Cree que la tecnología ha «trastocado» la imagen al plasmar «ficción». «Nos volvemos insensibles a la realidad, que es mucho más interesante que la ficción», defiende el fotógrafo nacido en Caracas.
Unas 400 de sus fotos recopiladas durante 30 años dan vida a un libro sobre los llanos venezolanos. Otras forman una torre de poco más de dos metros en la sala de su casa. «Son como hijos».
Rodrigo se define como un fotógrafo documentalista y compara su oficio con la extinción de especies. «Quizá sea el último rinoceronte blanco que queda», bromea.
Los portadores de agua en Kenia.
Ante la escasez de agua corriente en los barrios más pobres de Nairobi, Samson Muli gana para comer y sacar adelante a su familia como vendedor de agua de la barriada de Kibera.
Este hombre de 42 años, padre de dos niños, que de joven soñaba con ser empresario, lleva agua a carniceros, vendedores de pescado y a los restaurantes del mercado de Kenyatta.
Todos los días llena bidones de 20 litros, 15 a la vez. Samson compra cada bidón por 5 chelines (0,04 euros, 0,05 dólares) y los revende tres veces más caros, con lo que puede ganar hasta 1.000 chelines por día (8 euros). Lo justo para no pasar miseria. «Mis hijos pueden ir al colegio».
Pronto tendrá que encontrar otro modo de sustento. Con el esperado desarrollo de las infraestructuras, su negocio tiene los días contados.
Conductor de rickshaw en Calcuta.
Jadeante y empapado en sudor, Mohammad Maqbool Ansari conduce a pie su rickshaw por las calles bulliciosas de Calcuta, abriéndose paso entre la muchedumbre en los mercados y entre los coches en los embotellamientos.
Calcuta es una de las pocas ciudades del mundo donde los rickshaw forman parte del paisaje, pero su fin se acerca.
Haga calor o llueva a mares, Mohammad, de 62 años, transporta pasajeros ayudándose con la fuerza de sus brazos y piernas. Lleva haciéndolo cuatro décadas.
Para miles de conductores de rickshaw como él, es su único medio de subsistencia. «Si no lo hacemos, ¿cómo vamos a sobrevivir? No sabemos leer ni escribir», cuenta a la AFP.
Herencia de la colonización británica, los conductores de rickshaws no pueden competir con las bicitaxis, los taxis amarillos de Calcuta o las más recientes aplicaciones para empresas con vehículos con conductor Uber o Ola.
Después de un trayecto de una veintena de minutos, un cliente le ofrece un vaso de agua.
«Cuando hace calor, por un viaje que cuesta 50 rupias (0,60 euros, 0,70 dólares), pido diez rupias más.

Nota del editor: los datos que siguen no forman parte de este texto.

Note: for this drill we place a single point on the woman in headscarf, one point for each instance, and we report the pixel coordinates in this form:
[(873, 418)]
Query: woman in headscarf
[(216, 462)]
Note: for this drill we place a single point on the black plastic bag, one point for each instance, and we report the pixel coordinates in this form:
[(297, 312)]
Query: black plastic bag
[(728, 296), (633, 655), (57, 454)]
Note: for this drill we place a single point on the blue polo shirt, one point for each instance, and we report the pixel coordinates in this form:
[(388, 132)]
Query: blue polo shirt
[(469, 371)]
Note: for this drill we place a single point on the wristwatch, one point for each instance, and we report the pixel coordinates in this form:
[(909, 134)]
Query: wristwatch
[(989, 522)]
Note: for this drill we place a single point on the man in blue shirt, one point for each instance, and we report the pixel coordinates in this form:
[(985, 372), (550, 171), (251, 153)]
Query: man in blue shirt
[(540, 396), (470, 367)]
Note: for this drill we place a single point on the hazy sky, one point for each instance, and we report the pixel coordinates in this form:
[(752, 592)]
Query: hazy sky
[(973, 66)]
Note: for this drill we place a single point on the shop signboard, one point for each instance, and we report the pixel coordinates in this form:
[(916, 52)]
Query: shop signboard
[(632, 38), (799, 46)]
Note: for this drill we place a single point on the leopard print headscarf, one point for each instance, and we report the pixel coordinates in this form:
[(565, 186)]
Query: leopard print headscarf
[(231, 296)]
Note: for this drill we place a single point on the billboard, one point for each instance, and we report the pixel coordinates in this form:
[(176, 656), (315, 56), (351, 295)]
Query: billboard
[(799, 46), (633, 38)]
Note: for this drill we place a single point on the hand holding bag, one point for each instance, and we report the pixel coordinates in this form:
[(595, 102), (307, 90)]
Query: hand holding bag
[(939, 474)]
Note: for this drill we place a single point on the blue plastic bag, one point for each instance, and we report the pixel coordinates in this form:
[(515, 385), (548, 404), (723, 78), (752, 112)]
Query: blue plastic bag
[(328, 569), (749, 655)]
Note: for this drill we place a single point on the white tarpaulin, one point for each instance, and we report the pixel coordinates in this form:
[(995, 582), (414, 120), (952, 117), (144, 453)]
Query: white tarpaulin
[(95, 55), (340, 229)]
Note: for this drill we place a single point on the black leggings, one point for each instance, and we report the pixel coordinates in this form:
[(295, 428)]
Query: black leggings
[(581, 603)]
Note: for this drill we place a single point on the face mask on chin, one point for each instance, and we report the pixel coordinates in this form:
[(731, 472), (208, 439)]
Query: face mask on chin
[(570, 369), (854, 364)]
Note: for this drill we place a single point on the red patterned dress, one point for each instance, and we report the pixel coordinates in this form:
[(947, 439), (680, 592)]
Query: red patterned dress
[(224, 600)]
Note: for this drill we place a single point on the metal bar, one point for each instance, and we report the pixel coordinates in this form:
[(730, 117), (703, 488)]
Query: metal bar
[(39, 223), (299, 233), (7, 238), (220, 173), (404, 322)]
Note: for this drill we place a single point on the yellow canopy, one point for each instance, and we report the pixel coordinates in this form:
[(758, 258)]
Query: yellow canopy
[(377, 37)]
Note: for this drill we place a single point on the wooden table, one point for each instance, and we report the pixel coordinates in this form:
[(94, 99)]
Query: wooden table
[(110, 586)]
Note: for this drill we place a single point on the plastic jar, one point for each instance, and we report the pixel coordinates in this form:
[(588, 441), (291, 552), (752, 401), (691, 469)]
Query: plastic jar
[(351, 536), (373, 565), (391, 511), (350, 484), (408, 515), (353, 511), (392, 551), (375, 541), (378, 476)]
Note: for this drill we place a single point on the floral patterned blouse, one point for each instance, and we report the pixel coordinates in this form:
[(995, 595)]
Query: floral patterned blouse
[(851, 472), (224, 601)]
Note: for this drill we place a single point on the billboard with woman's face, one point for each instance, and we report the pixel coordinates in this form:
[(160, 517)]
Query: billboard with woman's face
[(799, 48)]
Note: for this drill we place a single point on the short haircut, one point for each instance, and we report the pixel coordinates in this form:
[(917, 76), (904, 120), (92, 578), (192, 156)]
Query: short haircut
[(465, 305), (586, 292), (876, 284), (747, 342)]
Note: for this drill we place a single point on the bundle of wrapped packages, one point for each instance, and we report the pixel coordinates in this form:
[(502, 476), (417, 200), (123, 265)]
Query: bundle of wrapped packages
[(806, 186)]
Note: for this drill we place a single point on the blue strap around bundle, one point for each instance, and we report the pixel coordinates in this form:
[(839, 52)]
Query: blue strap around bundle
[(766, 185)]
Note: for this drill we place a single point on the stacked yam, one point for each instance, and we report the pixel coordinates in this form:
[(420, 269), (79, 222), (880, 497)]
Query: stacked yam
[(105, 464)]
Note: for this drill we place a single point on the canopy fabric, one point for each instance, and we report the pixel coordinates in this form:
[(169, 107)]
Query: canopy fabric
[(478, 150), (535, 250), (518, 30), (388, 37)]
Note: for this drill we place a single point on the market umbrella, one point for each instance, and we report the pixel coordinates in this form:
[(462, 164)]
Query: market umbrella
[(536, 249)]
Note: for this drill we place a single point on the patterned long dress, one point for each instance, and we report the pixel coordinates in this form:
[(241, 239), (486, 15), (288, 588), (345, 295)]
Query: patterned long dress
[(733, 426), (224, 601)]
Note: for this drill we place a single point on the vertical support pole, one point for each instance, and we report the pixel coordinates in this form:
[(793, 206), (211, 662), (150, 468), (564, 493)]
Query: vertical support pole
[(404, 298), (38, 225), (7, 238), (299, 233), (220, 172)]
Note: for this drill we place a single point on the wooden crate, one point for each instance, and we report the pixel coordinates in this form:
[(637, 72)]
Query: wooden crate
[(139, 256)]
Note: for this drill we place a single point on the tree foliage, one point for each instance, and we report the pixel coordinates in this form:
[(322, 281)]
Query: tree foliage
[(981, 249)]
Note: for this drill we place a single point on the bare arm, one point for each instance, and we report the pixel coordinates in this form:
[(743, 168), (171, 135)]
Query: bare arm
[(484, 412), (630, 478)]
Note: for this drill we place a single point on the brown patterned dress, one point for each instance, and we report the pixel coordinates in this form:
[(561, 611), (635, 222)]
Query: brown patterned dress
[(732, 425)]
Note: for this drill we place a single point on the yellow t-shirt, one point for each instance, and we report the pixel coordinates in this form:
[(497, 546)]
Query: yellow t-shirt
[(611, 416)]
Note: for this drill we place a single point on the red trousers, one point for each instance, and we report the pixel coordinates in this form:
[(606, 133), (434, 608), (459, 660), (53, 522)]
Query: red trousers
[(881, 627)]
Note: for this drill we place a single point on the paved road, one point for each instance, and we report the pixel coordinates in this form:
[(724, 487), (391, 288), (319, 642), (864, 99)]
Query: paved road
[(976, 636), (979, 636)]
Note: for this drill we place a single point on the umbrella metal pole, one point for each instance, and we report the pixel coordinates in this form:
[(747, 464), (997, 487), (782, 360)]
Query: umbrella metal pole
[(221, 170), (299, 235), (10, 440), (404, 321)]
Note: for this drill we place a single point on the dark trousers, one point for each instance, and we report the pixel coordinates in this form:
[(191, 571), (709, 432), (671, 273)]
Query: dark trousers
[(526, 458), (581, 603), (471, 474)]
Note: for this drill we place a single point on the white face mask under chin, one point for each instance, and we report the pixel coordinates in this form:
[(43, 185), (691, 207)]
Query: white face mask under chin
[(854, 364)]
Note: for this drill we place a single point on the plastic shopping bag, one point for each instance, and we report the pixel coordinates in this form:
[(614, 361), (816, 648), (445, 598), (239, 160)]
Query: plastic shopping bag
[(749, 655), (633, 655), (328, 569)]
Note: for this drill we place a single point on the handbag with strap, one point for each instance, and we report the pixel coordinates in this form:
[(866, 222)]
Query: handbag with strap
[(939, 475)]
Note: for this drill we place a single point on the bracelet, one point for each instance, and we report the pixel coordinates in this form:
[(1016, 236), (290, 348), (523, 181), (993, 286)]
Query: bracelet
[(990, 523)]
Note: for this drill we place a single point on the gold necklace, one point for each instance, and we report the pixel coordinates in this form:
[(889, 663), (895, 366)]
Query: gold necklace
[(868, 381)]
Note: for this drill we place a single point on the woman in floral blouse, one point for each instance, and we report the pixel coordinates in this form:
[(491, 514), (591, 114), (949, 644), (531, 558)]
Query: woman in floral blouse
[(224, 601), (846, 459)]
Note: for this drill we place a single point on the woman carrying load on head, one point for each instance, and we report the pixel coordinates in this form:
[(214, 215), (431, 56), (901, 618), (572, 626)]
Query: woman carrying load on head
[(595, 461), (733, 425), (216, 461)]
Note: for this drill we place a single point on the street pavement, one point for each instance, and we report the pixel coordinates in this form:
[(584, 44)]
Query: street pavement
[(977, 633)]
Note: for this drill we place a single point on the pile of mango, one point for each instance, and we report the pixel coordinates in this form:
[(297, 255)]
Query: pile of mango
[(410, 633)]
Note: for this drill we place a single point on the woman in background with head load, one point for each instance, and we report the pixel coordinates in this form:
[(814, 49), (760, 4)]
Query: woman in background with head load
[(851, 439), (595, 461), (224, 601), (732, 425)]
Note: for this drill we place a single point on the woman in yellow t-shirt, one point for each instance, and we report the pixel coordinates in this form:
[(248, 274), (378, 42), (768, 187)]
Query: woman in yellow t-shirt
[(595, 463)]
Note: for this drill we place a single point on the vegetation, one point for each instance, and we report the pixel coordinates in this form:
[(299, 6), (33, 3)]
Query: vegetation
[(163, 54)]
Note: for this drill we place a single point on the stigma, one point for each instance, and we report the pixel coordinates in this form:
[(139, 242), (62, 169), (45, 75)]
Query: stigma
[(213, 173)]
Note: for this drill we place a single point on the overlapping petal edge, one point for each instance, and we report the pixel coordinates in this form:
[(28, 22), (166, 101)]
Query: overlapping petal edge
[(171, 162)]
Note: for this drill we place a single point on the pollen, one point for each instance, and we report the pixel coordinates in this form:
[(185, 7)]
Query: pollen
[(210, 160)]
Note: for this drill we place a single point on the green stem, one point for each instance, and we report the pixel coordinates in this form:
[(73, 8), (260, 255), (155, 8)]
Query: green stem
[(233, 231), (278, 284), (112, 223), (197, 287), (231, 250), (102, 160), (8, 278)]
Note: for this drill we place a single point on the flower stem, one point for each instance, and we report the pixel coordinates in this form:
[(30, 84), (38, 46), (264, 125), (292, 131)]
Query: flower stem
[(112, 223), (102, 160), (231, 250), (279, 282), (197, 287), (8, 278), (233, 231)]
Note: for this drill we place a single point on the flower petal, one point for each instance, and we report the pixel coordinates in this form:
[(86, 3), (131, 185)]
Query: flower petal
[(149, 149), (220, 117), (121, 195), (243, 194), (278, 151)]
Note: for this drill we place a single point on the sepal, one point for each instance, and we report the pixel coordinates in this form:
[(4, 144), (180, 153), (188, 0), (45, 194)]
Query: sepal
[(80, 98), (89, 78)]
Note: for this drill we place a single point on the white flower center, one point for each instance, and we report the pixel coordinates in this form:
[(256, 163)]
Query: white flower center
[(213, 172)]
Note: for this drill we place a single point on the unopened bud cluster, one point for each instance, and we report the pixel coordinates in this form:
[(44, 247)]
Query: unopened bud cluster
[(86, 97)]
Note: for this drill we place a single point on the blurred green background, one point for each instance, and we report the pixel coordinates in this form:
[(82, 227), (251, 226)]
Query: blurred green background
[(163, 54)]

Algunos me las dan, otros no», dice Mohammad, secándose el sudor con un trapo sucio.
El fin de las luces de neón en Hong Kong.
El fabricante de luces de neón Wu Chi-kai es uno de los últimos artesanos que mantienen vivo el oficio en Hong Kong, una ciudad donde la oscuridad nunca es total gracias al resplandor de las luces encendidas las 24 horas.
Durante los 30 años de apogeo del negocio el neón llegó a definir el paisaje urbano con enormes paneles luminosos dispuestos horizontalmente.
La demanda de especialistas como Wu languidece con la creciente popularidad de las luces LED (de más fácil mantenimiento y respetuosas del medio ambiente) y las ordenanzas del gobierno de eliminar carteles antiguos considerados peligrosos.
Wu, de 50 años, trabaja con tubos de cristal que contienen polvos fluorescentes con varios gases como el neón y el argón, además de mercurio a baja presión, para crear colores.
En su taller, los dobla con un potente quemador de gas que alcanza los 1.000 grados celsius. «Ser capaz de torcer materiales de vidrio con la forma que yo quiero para después hacerlos brillar es muy divertido».
El trabajo no está exento de riesgos. Wu trabaja sin un visor de protección y se ha quemado y cortado varias veces.
Su padre utilizaba los andamios de bambús típicos de Hong Kong para instalar anuncios por toda la ciudad.
Aunque la demanda ha caído con respecto a la década de 1980, Wu cree ver un repunte en el interés por esta luz «más amable» y algunos de sus clientes le piden piezas para la decoración de interiores.